A Diagnostics & Imaging Week

The U.S. Agency for International Development (USAID; Washington) reported a $5 million award to support the development of a global network to track avian influenza, with the aim of monitoring the role of migratory birds. The Global Avian Influenza Network for Surveillance, or GAINS, is expected to enhance international efforts to collect and analyze laboratory samples from wild birds and identify genetic changes in the virus. The entire award package totals $6 million, including a $1 million contribution from the Centers for Disease Control and Preven-tion (CDC; Atlanta).

Spearheaded by the Wildlife Conservation Society (Bronx, New York), GAINS will work in countries situated along key migratory routes to improve the collection, coordination, and laboratory evaluation of samples from wild birds. The goal of this work is to enhance understanding of the role wild birds play in the movement of the avian flu virus around the world. In addition, GAINS will create, update, and make available to researchers data related to avian influenza surveillance and migratory bird activity.

"The United States is already supporting efforts to develop animal surveillance and build diagnostic and laboratory capacity in at least 25 countries," said Dr. Dennis Carroll, Director of USAID's Avian and Pandemic Influenza Response Unit. "The GAINS program is an extension of our important work. The information GAINS produces will feed into systems to warn people about the movement of avian influenza. This network will significantly bolster our ability to support the international community in response to the virus."

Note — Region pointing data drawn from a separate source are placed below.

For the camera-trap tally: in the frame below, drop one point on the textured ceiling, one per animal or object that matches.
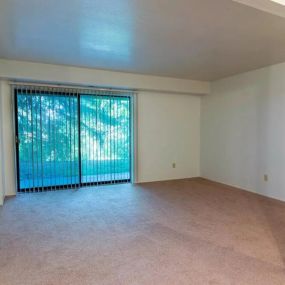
(195, 39)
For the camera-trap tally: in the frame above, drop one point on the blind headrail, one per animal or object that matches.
(70, 87)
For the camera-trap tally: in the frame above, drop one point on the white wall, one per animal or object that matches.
(168, 124)
(168, 131)
(21, 70)
(2, 182)
(243, 131)
(8, 142)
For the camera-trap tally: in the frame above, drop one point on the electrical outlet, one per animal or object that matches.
(265, 177)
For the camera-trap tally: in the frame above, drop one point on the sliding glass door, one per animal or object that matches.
(67, 139)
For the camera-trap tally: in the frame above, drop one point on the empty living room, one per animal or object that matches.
(142, 142)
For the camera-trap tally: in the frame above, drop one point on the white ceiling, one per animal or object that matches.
(195, 39)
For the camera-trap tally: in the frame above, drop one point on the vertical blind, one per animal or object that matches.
(67, 138)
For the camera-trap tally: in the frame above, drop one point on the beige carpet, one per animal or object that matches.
(177, 232)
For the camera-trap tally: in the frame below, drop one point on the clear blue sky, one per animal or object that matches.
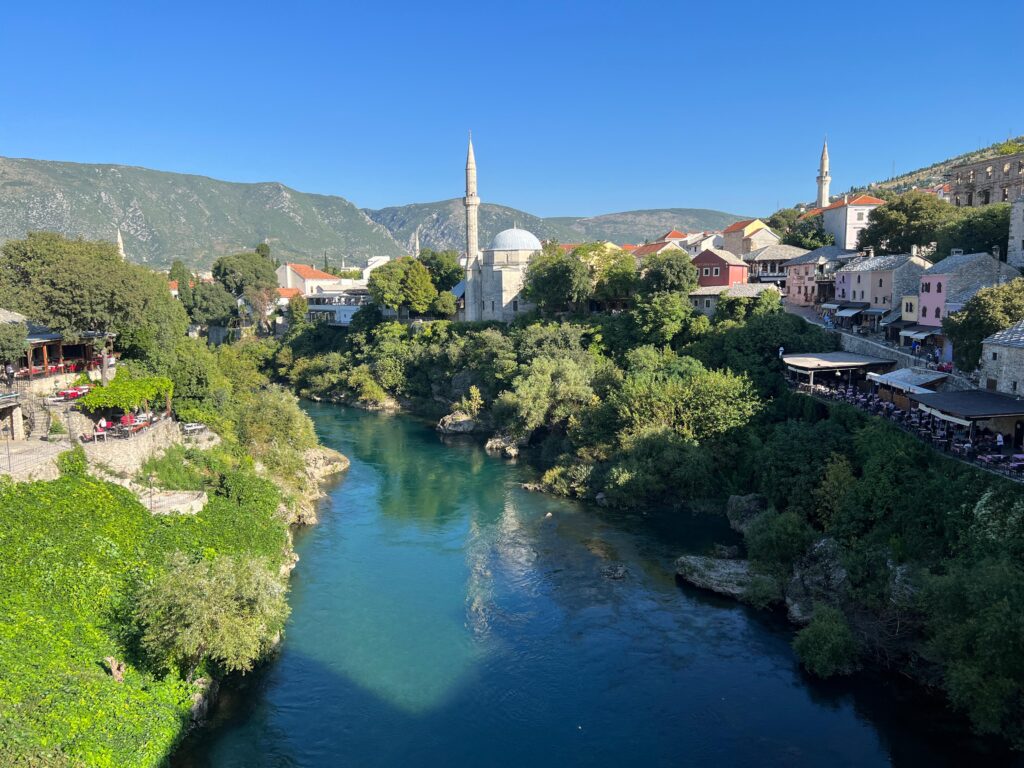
(577, 109)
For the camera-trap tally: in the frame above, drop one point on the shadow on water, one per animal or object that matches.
(442, 615)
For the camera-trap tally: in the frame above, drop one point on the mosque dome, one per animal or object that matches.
(515, 240)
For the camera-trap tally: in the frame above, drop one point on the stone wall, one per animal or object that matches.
(1006, 373)
(860, 345)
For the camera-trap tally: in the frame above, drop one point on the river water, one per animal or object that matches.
(443, 616)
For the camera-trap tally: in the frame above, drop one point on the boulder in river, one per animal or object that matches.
(742, 509)
(818, 577)
(457, 423)
(724, 576)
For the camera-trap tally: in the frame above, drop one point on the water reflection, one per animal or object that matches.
(443, 615)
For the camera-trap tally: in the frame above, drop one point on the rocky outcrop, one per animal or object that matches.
(320, 464)
(723, 576)
(504, 444)
(742, 509)
(818, 577)
(457, 423)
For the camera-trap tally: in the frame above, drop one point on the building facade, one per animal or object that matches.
(997, 179)
(810, 279)
(747, 236)
(1015, 254)
(716, 267)
(1003, 360)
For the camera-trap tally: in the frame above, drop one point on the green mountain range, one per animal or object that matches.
(442, 225)
(165, 216)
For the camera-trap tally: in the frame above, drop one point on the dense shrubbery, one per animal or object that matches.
(74, 554)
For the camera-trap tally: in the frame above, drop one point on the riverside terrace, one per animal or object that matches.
(979, 427)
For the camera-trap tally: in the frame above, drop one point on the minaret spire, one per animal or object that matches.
(824, 178)
(473, 296)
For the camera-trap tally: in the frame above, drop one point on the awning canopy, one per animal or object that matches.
(816, 361)
(971, 404)
(944, 416)
(914, 380)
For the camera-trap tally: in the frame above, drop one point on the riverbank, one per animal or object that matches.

In other grants/contracts news, AMI Semiconductor (AMIS; Pocatello, Idaho), a designer and manufacturer of integrated mixed-signal and structured digital products for the automotive, medical and industrial sectors, and Sphere Medical (Cambridge, UK), a developer of critical care patient monitoring systems, reported that Sphere Medical has selected AMIS to design and fabricate a sensor interface ASIC for Sphere's continuous arterial blood gas monitor, currently in development.

The Sphere real-time blood gas monitoring solution includes a disposable sensor and AMIS sensor interface ASIC enclosed in a standard IV tubing set.